The data processing and augmentation pipeline for creating LOGICPOLITICS is shown in the above figure. To the left is the preprocessing component, where we, from the source of political speeches, generate speech summarization and a list of the most prevalent keywords. Keywords and summarizations will then be used to extract sentences S = {S1, S2, ...} that serve as good input for the data augmentation step. To the right, we briefly visualize the workflow of data augmentation. For the same set of extracted sentences S, we use an LLM to create a corresponding set of premises (fallacious sentences) P = {P1, P2, ...} under the fallacy category of Fi.

Results

Our final dataset of LOGICPOLITICS comprises 12,489 premises across four types of fallacies (Appeal to Emotion, False Dilemma, Fallacy of Relevance, Intentional Fallacy).
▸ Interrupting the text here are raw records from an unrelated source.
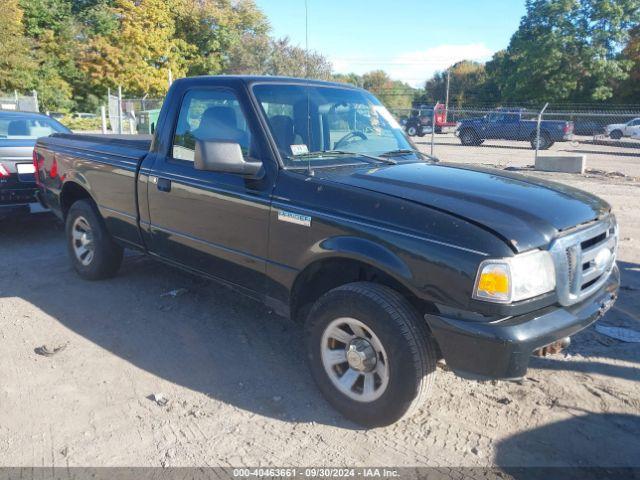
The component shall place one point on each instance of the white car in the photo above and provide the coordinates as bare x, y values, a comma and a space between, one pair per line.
619, 130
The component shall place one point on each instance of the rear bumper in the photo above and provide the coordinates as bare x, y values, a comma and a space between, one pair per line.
503, 349
17, 210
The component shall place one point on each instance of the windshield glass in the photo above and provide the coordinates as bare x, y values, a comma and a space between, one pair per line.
14, 127
310, 122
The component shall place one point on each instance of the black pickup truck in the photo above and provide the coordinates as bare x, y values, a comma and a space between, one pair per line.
309, 197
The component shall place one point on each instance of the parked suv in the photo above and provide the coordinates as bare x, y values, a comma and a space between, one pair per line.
18, 134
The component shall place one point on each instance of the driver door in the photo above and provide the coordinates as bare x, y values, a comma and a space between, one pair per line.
210, 222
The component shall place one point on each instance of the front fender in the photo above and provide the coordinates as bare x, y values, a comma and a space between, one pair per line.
365, 251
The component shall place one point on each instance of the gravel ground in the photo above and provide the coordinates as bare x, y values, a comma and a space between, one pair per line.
236, 386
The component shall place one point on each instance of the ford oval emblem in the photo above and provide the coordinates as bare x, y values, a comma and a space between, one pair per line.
602, 259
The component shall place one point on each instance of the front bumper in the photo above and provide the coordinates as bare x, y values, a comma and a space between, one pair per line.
502, 349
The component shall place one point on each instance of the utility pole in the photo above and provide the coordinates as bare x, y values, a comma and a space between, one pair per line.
446, 103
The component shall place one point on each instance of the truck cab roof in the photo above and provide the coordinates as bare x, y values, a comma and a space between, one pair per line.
251, 79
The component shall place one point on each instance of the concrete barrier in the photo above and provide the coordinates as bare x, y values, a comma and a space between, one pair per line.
564, 164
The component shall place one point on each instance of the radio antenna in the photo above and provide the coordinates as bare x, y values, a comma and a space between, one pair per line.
306, 74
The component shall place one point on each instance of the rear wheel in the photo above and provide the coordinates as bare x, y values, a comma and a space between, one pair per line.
94, 254
370, 353
616, 134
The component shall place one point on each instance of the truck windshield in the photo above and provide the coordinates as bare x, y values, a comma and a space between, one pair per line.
324, 125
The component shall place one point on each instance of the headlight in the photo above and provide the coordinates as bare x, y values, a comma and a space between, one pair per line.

Evaluation on LOGICPOLITICS showed fair results, signifying a potential enhancement to the fallacy detection benchmark. Electra fine-tuned on LOGICPOLITICS performs 2% worse than Electra-Logic in terms of accuracy:

Model F1 P R Acc
Electra-Logic 0.68 0.59 0.76 0.42
Electra-LogicPolitics 0.66 0.54 0.67 0.40

Class-specific performance achieved by Electra-LogicPolitics. For each class, we report the F1 score, precision (P), recall (R), and the frequency (Freq.) of the class in the LOGIC test set:

Logical Fallacy Class P R F1 Freq.
Appeal to Emotion 0.57 0.34 0.43 23
False Dilemma 0.78 0.91 0.84 12
Intentional Fallacy 0.66 0.37 15
Fallacy of Relevance 0.94 0.66 0.78 24
Overall 0.49 0.61 0.56 75

Conclusion

LOGICPOLITICS dataset still needs further improvement in reducing the repetitiveness of the generated premises. Therefore, we need to polish the prompts for augmentation, by unifying the number of examples in all prompts for all fallacies and providing clearer instructions to avoid repetitiveness.

We hope that our contribution will facilitate the creation of resilient models aimed at combating manipulation.